Fixed-Budget Best-Arm Identification with Heterogeneous Reward Variances
This work addresses a specific challenge in multi-armed bandit optimization for scenarios with varying reward uncertainties, offering incremental improvements in algorithm design for this domain.
The paper tackles the problem of best-arm identification with fixed budget and heterogeneous reward variances by proposing two variance-adaptive algorithms, SHVar for known variances and SHAdaVar for unknown variances, which outperform prior methods with analytical guarantees in experiments.
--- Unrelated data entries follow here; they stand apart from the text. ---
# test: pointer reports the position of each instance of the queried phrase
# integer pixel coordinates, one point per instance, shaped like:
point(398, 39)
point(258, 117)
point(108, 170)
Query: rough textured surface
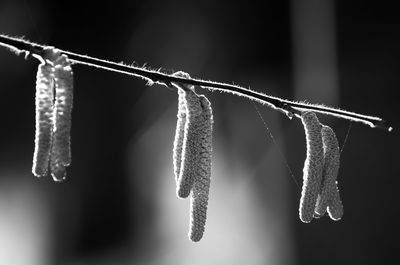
point(312, 171)
point(201, 187)
point(44, 119)
point(61, 148)
point(329, 191)
point(335, 206)
point(179, 133)
point(191, 147)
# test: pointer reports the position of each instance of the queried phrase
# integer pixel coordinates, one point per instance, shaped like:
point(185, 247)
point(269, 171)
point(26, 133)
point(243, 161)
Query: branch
point(290, 108)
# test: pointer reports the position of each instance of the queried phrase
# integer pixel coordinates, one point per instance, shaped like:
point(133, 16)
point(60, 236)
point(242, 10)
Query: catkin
point(61, 150)
point(180, 126)
point(179, 133)
point(201, 186)
point(312, 171)
point(44, 118)
point(191, 147)
point(330, 170)
point(335, 206)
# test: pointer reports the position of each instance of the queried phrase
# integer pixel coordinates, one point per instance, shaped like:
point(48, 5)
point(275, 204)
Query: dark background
point(118, 204)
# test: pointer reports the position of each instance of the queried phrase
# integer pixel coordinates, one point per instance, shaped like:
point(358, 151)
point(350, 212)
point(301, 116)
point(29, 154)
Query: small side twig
point(290, 108)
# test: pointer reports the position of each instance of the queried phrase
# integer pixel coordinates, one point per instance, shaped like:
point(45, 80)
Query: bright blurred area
point(118, 204)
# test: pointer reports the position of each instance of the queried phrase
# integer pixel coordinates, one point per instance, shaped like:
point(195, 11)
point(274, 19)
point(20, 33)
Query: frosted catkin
point(312, 171)
point(335, 205)
point(44, 118)
point(179, 133)
point(201, 186)
point(330, 170)
point(191, 146)
point(61, 148)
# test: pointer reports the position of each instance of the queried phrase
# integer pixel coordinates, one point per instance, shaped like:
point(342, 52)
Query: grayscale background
point(118, 205)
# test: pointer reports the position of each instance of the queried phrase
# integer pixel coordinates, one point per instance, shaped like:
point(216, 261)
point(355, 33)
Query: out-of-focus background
point(118, 204)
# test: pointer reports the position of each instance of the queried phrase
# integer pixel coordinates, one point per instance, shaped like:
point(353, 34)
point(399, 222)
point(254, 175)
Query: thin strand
point(277, 146)
point(346, 137)
point(290, 108)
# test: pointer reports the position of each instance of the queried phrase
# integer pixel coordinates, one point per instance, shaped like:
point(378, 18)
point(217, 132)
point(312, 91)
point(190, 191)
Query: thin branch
point(290, 108)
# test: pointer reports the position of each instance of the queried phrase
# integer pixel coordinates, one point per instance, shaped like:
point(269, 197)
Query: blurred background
point(118, 204)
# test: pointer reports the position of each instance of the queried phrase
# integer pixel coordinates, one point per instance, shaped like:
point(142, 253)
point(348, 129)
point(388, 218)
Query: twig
point(290, 108)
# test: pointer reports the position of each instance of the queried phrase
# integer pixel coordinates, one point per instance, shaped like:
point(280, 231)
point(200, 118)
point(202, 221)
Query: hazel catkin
point(44, 118)
point(312, 171)
point(329, 172)
point(61, 147)
point(201, 186)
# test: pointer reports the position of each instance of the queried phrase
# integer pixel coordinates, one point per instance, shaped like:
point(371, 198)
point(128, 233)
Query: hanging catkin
point(44, 118)
point(180, 126)
point(191, 147)
point(329, 173)
point(201, 186)
point(179, 133)
point(61, 150)
point(312, 171)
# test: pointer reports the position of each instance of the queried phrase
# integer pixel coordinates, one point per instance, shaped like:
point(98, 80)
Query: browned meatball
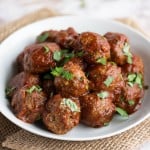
point(20, 61)
point(20, 80)
point(137, 66)
point(118, 42)
point(61, 114)
point(94, 47)
point(96, 111)
point(65, 38)
point(72, 82)
point(80, 62)
point(48, 84)
point(106, 77)
point(38, 58)
point(28, 103)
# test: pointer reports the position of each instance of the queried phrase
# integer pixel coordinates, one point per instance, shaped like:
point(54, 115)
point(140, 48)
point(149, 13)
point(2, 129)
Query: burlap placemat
point(12, 137)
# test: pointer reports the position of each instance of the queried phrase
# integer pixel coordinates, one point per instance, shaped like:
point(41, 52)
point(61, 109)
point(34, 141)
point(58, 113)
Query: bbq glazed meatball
point(65, 38)
point(96, 111)
point(119, 43)
point(94, 47)
point(20, 80)
point(106, 77)
point(72, 82)
point(38, 58)
point(28, 103)
point(61, 114)
point(137, 66)
point(48, 84)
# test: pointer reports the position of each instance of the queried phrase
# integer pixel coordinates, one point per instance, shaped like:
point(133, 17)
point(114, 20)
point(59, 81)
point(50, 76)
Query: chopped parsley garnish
point(57, 55)
point(126, 50)
point(34, 88)
point(46, 48)
point(108, 81)
point(59, 71)
point(9, 90)
point(122, 112)
point(131, 102)
point(102, 61)
point(103, 94)
point(42, 37)
point(79, 54)
point(71, 104)
point(135, 78)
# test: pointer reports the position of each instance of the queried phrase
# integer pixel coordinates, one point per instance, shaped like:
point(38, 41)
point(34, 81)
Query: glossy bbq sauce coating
point(67, 77)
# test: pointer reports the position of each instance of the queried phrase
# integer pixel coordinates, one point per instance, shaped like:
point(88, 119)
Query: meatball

We study the problem of best-arm identification (BAI) in the fixed-budget setting with heterogeneous reward variances. We propose two variance-adaptive BAI algorithms for this setting: SHVar for known reward variances and SHAdaVar for unknown reward variances. Our algorithms rely on non-uniform budget allocations among the arms where the arms with higher reward variances are pulled more often than those with lower variances. The main algorithmic novelty is in the design of SHAdaVar, which allocates budget greedily based on overestimating the unknown reward variances. We bound probabilities of misidentifying the best arms in both SHVar and SHAdaVar. Our analyses rely on novel lower bounds on the number of pulls of an arm that do not require closed-form solutions to the budget allocation problem. Since one of our budget allocation problems is analogous to the optimal experiment design with unknown variances, we believe that our results are of a broad interest. Our experiments validate our theory, and show that SHVar and SHAdaVar outperform algorithms from prior works with analytical guarantees.